I was surprised to learn recently that Malaria not only kills an incredible number of people, especially children, in Africa–but they believe it increases the person’s susceptibility to AIDS in that country. On the documentary Dr. Sachs talked about one terribly simple solution to reducing malaria–nets that are coated with an insecticide that repels the mosquitoes and kills them if they land on it. They protect the people inside it, and when enough villagers use them–they protect even the people in the village not under the net. I had seen these before and even ordered a few to be sent, but I was rather skeptical–I’m not any more. I say terribly simple because it is so simple, and so cheap, that there is no reason more of these aren’t available and sent immediately.

Grace

There are a few forms of malaria, but I contracted the lethal version. The day after I came home I woke up with an incredibly high fever, I remained at home longer than I should have while my mother fought with the doctor who said it was a flu and she insisted over and over “it might be malaria, she just came home from Africa”. When my blood work was finally sent to a tropical disease specialist I was in the hospital in a heartbeat–he told me had I not been put in that day, I would have died. As it was, I wished I was dead when I was conscious enough to wish anything at all. My grandmother brought me this rock she had painted and it sat by my bedside, I remember staring at it like a touchstone when I was rolled over getting one of the hourly shots to try and control the vomiting. Nine days later I remember waking up lucid and looking under the covers and being horrified–my legs were bones and looked like something from concentration camp photographs. When I left, the specialist told me I knew what it felt like to be in my 90s–it would be a few months before I had the strength to push the gas pedal on a car.

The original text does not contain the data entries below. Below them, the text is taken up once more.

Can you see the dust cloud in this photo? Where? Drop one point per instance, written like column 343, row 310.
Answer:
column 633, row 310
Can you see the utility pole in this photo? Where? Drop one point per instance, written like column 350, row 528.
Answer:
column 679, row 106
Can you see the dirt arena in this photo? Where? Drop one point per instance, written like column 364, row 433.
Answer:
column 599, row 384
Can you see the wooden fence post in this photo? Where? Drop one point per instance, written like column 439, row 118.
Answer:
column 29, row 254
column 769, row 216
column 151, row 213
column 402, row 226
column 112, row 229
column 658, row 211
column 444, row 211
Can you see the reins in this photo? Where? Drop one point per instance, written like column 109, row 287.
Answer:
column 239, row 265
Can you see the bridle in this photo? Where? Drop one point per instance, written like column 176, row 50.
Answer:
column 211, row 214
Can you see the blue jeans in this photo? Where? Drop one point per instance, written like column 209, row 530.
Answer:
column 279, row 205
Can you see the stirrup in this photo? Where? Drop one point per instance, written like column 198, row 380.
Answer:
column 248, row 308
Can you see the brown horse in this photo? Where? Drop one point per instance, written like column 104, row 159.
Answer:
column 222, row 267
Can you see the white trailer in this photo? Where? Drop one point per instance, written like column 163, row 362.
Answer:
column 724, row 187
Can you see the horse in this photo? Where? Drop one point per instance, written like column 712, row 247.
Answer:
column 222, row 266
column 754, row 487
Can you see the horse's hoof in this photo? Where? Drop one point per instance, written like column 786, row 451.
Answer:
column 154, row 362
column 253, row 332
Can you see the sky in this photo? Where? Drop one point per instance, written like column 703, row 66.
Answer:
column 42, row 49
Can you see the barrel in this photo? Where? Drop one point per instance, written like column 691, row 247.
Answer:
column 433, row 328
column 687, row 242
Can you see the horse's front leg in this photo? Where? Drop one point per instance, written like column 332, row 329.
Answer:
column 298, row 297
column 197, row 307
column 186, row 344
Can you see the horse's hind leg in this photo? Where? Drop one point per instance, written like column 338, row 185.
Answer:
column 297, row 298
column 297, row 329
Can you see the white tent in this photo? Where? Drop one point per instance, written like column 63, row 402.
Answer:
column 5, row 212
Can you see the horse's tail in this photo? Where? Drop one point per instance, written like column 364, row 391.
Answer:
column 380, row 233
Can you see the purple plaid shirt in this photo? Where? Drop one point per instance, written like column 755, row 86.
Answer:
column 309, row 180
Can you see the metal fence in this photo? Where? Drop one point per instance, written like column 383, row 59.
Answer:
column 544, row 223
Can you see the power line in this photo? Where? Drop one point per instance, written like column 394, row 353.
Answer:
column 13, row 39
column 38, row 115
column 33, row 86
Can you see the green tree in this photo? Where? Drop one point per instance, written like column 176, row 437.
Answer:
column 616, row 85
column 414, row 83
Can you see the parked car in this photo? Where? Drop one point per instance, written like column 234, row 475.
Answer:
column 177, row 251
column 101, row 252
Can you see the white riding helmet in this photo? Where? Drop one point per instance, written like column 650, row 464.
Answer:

I’m barely alive because we had the treatment in America to keep me alive by a thread–those hospitals in Africa haven’t a chance. Preventing malaria is the best way to keep people alive. At Malaria No More you can pay for the nets and the distribution of the nets in a one time order or a monthly reoccurring order. Even my children now split the money to send a net a month, which is a good learning experience for them. I am sometimes overwhelmed by the need that is in the world and feel like I can’t do enough to make any difference:

We ourselves feel that what we are doing is just a drop in the ocean. But the ocean would be less because of that missing drop.

In this life we cannot do great things. We can only do small things with great love.

It is not the magnitude of our actions but the amount of love that is put into them that matters.

If we have no peace, it is because we have forgotten that we belong to each other.

~all quotes by Mother Teresa

~ by Kelly on Saturday, 16 June 2007.

4 Responses to “No More”

  1. Hi Kelly,

    It’s Martin Edlund, communications director for Malaria No More.Thanks so much for your eloquent support and for the incredible story you tell about your own experience with malaria. This kind of first-hand contact with the disease really brings it home for people in America.

    All the best,
    Martin

  2. Thank you for bringing this initiative to my attention, Kelly. As you write, there really is a terribly simple way to fight the silent killer named malaria. It is good to know that there is an equally simple way for me to contribute my drop to the ocean.

  3. I happened upon your blog tonight and was captivated by the profound words and the beautiful photography. Do you mind if I like your blog to my blog ?
    You and I share some of the same thoughts on more than one subject and love knitting !

  4. Kelly, I am so impressed with your ability to find causes that you can fight for in very small ways! Thanks for the reminder.